We may still consciously hold differing views, but as we adopt the secular world’s language, we inevitably begin, little by little, to adopt, even if ever so subconsciously, the assumptions carried by that language as twigs and leaves are carried downstream by a river. To adopt, for example, the term “social justice”, we accept, if only tacitly (and is tacitness really ultimately acceptable in a gospel in which we are to abstain from even “the appearance of evil” (1 Thes. 5: 22)), the fundamental assumption inherent in this term that justice is a principle that inheres in and applies to groups and collectives, and not to individuals on a case by case basis against a rule of law that applies to all equally irrespective of group membership (whatever that may be conceived to be). The one is at the base of collectivism, and the other at the center of liberal democracy and representative, constitutional government.
As I’ve written elsewhere:
Imagine for a moment a war in which one's soul — one's moral, intellectual, and spiritual destiny — were at stake, and that, battle by battle, the war progressed either to one's own benefit, or to the benefit of one's adversary. There are skirmishes, ambushes, harassment and intimidation, and sometimes, pitched battles.

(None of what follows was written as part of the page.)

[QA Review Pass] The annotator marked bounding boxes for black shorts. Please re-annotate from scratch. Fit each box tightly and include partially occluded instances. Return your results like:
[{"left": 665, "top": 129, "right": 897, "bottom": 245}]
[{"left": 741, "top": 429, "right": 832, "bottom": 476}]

The weapons in this war are the signs and symbols through which we understand, describe, and negotiate our experience. The major weapon here is language, and the battle is for the hearts and minds of our Father's children. In some cases, the weapons are also imagery, as with pornography, but in every case, even the images must be justified or defended with words.
Our adversary, in this case, has created a situation over a very long period of time (indeed, generations), in which, even when we engage the adversary or his supporters in a vigorous defense of righteousness and truth, we may find ourselves using the very same terms, and unwittingly making some of the very same assumptions as our adversary. We find ourselves, even if quite unconscious of it, fighting against the enemy even while allowing him to control the terms of the debate and limit the degree to which our own defense can deviate from boundaries he has set.
Our problem here is that even as we object vehemently to what the world is teaching, we yet find ourselves objecting within the linguistic boundaries the world has set. We describe our objections even as we use the world's accepted terminology to do it.
Political correctness then, seeks to alter perception by altering the meaning of language. An “alternative lifestyle” is no longer immoral, only an alternate to the normative (and what good Foucaultian could object to that?). “Liberation” from liberal or “bourgeoisie” negative unalienable rights to socialist positive “human” rights may look at all events like little more than a form of serfdom or slavery, but in a world in which the meaning of words has no fixed anchors and definitions need not be rational, logical or conceptually coherent, but only need be ideologically consistent, freedom, as Orwell mentioned, can simply be redefined as slavery, and slavery (in actuality) redefined as freedom (within a theoretical ideological structure).
We will approach and grapple with these questions as we move further along in our explorations.